- Map of the State of Hanover, coloured red, within the British Zone of Occupation
- Capital: Hanover
- • Type: Republic
- • 1946: Hinrich Wilhelm Kopf
- Historical era: Cold War
- • Established: 23 August 1946
- • Disestablished: 23 November 1946
| Preceded by | Succeeded by |
| / Province of Hanover | Lower Saxony / |
- Today part of: Germany

= State of Hanover =

Short-lived state of Germany (Aug-Nov 1946); now part of Lower Saxony

The State of Hanover (Land Hannover) was a short-lived state within the British Zone of Allied-occupied Germany. It existed for 92 days in the course of the dissolution of the Free State of Prussia after World War II until the foundation of Lower Saxony in 1946. The state saw itself in the tradition of the former Kingdom of Hanover, annexed by Prussia in 1866, reflected in the Saxon Steed state emblem. After Lower Saxony was founded by merging Hanover with several smaller states, it continued to use the Hanover emblems.

== Geography ==
The State of Hanover covered the territory of the former Prussian Province of Hanover without those eastern parts that had become part of the Soviet occupation zone after World War II (Amt Neuhaus and the eastern part of Bleckede, Elbingerode and Ilfeld). It, therefore, included 85 percent of the present-day state of Lower Saxony.

== History ==
After the Second World War, the State of Hanover was founded under Ordinance No. 46 of the British military government dated 23 August 1946 "concerning the dissolution of the provinces of the former State of Prussia in the British zone and their recreation as independent states". Its first minister-president was the Social Democratic politician Hinrich Wilhelm Kopf.

Nevertheless, on 1 November 1946 the British Military Government founded the new state of Lower Saxony from the unification of the German states of Brunswick, Oldenburg and Schaumburg-Lippe with Hanover, accepting the proposal of Hanoverian prime minister Kopf for a merger. He also discussed other territorial options for a Lower Saxony state which would have also included Bremen and the region of Ostwestfalen-Lippe.

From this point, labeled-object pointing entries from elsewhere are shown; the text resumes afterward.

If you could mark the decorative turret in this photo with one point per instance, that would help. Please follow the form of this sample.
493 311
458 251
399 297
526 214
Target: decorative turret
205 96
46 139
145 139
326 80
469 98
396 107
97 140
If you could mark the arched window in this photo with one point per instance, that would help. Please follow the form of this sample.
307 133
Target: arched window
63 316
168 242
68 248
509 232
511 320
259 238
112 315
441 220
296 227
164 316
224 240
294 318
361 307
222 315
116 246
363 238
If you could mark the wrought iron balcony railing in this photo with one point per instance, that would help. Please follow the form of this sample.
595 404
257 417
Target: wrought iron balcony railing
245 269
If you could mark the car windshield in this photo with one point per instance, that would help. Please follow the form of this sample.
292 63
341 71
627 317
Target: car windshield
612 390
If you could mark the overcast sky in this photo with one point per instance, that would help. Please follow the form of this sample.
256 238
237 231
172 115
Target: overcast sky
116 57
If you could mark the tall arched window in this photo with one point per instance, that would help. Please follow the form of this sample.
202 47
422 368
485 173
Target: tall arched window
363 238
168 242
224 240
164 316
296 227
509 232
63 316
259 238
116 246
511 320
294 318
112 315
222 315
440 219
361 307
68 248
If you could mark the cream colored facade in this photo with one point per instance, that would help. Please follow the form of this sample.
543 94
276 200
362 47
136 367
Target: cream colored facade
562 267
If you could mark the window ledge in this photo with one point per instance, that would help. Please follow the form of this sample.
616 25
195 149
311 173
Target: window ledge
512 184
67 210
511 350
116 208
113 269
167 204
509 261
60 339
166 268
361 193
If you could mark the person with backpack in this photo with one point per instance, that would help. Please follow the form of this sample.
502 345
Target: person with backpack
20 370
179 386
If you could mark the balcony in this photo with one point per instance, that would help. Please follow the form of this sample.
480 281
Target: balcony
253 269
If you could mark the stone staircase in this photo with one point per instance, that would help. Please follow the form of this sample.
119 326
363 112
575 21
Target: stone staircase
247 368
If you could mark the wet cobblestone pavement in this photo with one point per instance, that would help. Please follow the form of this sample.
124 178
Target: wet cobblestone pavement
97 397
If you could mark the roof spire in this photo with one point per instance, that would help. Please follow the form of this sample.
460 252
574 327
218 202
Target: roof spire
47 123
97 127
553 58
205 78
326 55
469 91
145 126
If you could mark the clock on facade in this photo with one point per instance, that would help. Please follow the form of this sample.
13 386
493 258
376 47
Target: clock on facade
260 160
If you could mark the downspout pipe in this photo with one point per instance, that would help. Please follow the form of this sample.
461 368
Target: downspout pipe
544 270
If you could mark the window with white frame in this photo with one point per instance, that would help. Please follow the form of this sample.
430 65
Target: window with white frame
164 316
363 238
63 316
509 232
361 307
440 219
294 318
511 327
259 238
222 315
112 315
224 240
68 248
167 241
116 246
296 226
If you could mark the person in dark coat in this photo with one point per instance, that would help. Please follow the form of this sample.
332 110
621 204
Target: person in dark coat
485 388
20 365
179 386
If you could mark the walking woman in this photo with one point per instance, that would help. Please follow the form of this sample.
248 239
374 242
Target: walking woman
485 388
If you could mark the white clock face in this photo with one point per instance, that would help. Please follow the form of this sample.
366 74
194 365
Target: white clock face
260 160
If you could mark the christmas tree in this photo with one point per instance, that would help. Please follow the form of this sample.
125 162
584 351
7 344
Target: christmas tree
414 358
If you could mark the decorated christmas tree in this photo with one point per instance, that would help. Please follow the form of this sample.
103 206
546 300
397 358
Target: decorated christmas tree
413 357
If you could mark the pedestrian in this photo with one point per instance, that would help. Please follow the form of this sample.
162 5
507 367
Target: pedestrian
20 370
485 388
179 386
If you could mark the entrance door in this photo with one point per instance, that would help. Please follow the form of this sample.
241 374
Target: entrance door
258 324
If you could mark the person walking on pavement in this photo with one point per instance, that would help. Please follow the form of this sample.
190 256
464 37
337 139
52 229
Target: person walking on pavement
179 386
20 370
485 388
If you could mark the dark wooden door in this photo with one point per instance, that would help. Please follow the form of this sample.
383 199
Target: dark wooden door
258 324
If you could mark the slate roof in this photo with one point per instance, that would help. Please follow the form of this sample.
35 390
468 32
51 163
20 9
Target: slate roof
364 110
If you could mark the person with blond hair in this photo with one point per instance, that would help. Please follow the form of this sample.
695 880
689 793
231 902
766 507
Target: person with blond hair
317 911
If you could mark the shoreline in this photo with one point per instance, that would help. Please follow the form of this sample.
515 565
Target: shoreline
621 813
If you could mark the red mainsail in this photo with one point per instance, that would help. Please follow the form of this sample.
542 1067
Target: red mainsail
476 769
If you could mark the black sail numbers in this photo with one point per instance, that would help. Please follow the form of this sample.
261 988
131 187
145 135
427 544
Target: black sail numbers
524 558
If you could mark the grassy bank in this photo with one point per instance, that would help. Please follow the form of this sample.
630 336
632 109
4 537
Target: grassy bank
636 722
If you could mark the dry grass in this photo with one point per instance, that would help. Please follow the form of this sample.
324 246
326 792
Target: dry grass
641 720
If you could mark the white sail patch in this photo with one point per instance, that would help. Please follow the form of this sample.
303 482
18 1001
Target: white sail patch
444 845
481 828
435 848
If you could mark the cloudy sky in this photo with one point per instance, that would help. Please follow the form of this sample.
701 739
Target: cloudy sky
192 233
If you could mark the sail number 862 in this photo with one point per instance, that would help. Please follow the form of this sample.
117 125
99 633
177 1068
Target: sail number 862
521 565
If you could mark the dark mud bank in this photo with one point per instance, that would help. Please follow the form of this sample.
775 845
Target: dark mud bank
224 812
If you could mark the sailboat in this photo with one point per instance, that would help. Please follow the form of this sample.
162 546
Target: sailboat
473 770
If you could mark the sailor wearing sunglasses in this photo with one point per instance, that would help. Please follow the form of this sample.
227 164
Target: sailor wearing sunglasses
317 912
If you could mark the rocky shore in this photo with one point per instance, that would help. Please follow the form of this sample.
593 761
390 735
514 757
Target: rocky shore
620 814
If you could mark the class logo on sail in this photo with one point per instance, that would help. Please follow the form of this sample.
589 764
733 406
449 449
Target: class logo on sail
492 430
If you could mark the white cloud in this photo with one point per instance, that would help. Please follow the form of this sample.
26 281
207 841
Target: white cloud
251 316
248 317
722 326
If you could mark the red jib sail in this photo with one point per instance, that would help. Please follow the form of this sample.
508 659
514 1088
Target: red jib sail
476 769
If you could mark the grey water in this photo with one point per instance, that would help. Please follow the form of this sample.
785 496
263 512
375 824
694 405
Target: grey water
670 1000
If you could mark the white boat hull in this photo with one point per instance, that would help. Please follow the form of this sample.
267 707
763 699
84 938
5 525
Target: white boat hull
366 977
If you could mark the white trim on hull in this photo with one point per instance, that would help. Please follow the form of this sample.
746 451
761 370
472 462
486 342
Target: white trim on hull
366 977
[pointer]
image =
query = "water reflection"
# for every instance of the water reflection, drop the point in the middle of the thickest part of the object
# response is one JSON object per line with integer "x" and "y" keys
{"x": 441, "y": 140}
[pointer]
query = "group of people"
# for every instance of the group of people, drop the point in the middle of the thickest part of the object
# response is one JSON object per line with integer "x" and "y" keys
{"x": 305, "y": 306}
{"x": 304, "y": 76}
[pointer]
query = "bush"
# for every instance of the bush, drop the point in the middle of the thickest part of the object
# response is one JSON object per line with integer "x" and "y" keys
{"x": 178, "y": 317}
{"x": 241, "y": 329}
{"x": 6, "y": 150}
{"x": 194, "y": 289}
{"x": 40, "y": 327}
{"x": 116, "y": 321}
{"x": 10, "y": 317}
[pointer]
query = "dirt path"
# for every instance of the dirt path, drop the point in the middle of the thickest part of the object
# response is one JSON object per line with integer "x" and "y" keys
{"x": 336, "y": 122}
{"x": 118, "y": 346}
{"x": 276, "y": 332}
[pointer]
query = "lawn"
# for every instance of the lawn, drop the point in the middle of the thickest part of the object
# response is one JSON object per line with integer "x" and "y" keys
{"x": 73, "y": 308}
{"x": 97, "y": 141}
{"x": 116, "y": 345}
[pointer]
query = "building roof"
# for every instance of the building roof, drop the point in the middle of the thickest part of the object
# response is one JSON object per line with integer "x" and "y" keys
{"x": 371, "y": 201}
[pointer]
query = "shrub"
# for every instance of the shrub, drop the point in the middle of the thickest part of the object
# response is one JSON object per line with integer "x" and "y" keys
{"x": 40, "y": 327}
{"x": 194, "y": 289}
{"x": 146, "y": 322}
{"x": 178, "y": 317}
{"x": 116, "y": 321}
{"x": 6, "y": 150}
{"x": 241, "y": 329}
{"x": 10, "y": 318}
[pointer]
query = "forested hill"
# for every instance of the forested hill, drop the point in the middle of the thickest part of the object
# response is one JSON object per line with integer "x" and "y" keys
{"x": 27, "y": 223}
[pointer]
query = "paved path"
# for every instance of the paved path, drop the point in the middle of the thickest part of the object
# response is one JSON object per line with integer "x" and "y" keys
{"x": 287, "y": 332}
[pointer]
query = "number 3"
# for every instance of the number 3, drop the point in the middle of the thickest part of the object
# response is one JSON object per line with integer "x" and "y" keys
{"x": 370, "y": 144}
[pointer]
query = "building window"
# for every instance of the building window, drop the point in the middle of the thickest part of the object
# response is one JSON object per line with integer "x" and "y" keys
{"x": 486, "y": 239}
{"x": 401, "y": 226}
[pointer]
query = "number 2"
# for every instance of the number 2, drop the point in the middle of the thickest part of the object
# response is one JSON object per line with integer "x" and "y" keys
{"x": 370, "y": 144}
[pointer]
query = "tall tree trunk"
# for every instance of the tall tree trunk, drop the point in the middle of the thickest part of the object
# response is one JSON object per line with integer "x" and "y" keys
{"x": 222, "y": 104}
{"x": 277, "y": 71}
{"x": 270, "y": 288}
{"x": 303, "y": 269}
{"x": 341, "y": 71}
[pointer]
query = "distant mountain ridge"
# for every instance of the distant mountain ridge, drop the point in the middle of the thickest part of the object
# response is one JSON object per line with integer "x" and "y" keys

Like the eastern parts of Hanover, the eastern areas of Brunswick which had fallen to the Soviet zone, including the former County of Blankenburg and the exclave of Calvörde (part of the Helmstedt district) were excluded and later integrated into the East German state of Saxony-Anhalt. Only the Hanoverian Amt Neuhaus and those parts of Bleckede, which had also lain on Soviet-occupied territory, were again united with Lower Saxony after the German reunification in 1990.